The post announced that mental health care treatment is available to former service members with other-than-honorable discharges through "two new programs." It includes information about a 2017 VA policy change that increased access to mental health care for other-than-honorable veterans on a short term, emergency basis. It also includes information about who qualifies for care under the 2018 law, which expanded the 2017 policy.

"The blog post is a good Band-Aid to address the problem, but they are going to have to do a lot more," said Kristofer Goldsmith, associate director for policy and government affairs at the Vietnam Veterans of America.  "This is something that requires the attention of the (VA) secretary."

Goldsmith isn't the only veterans advocate who's calling for more action from the VA than a blog post.

Rose Goldberg, a veterans legal expert who has represented veterans with less-than-honorable discharges for years, said the blog post misses the mark because the people who need care the most won't see it.

"It doesn't change the fact that homeless veterans and elderly veterans have limited access to the Internet, and they are not going to be reached by a blog," Goldberg said. "Separately from that, the blog doesn't change the fact that VA health care staff isn't sufficiently trained on the program."

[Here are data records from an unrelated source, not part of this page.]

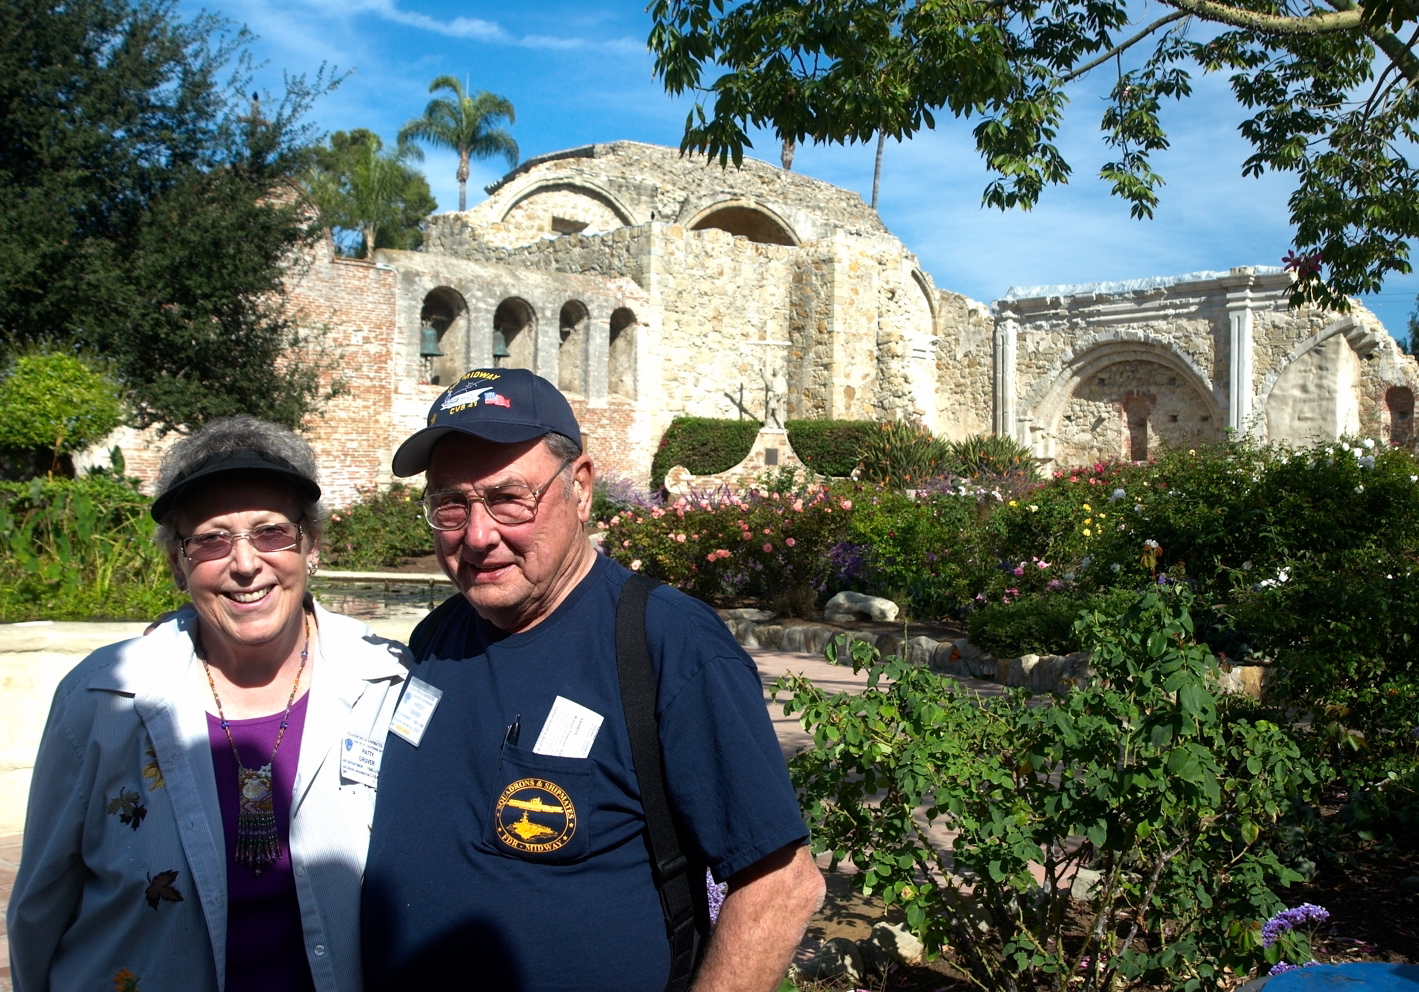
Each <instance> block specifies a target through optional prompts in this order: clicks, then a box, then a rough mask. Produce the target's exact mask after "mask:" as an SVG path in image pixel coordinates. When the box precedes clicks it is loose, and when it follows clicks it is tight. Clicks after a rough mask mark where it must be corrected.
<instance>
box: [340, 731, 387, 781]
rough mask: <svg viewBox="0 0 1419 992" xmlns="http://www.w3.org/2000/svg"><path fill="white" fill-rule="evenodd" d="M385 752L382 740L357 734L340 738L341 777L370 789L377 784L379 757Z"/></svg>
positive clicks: (346, 779) (383, 745)
mask: <svg viewBox="0 0 1419 992" xmlns="http://www.w3.org/2000/svg"><path fill="white" fill-rule="evenodd" d="M383 754H385V744H383V742H382V741H372V739H369V738H368V737H362V735H359V734H346V735H345V737H343V738H341V778H342V779H345V781H346V782H359V783H360V785H368V786H369V788H370V789H375V788H377V786H379V759H380V755H383Z"/></svg>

Margaret Kuzma, who represents veterans with less-than-honorable discharges at the Connecticut Veterans Legal Center, also said she's not satisfied with the VA's response.

"Is a blog post or letter describing a change in policy enough to reach this population? If I were struggling with a mental health condition after deploying or being the victim of military sexual trauma, and the VA had rejected me because my service 'didn't count,' I imagine that I might be so frustrated I wouldn't open mail from the VA. I certainly wouldn't be reading its blog posts." she said.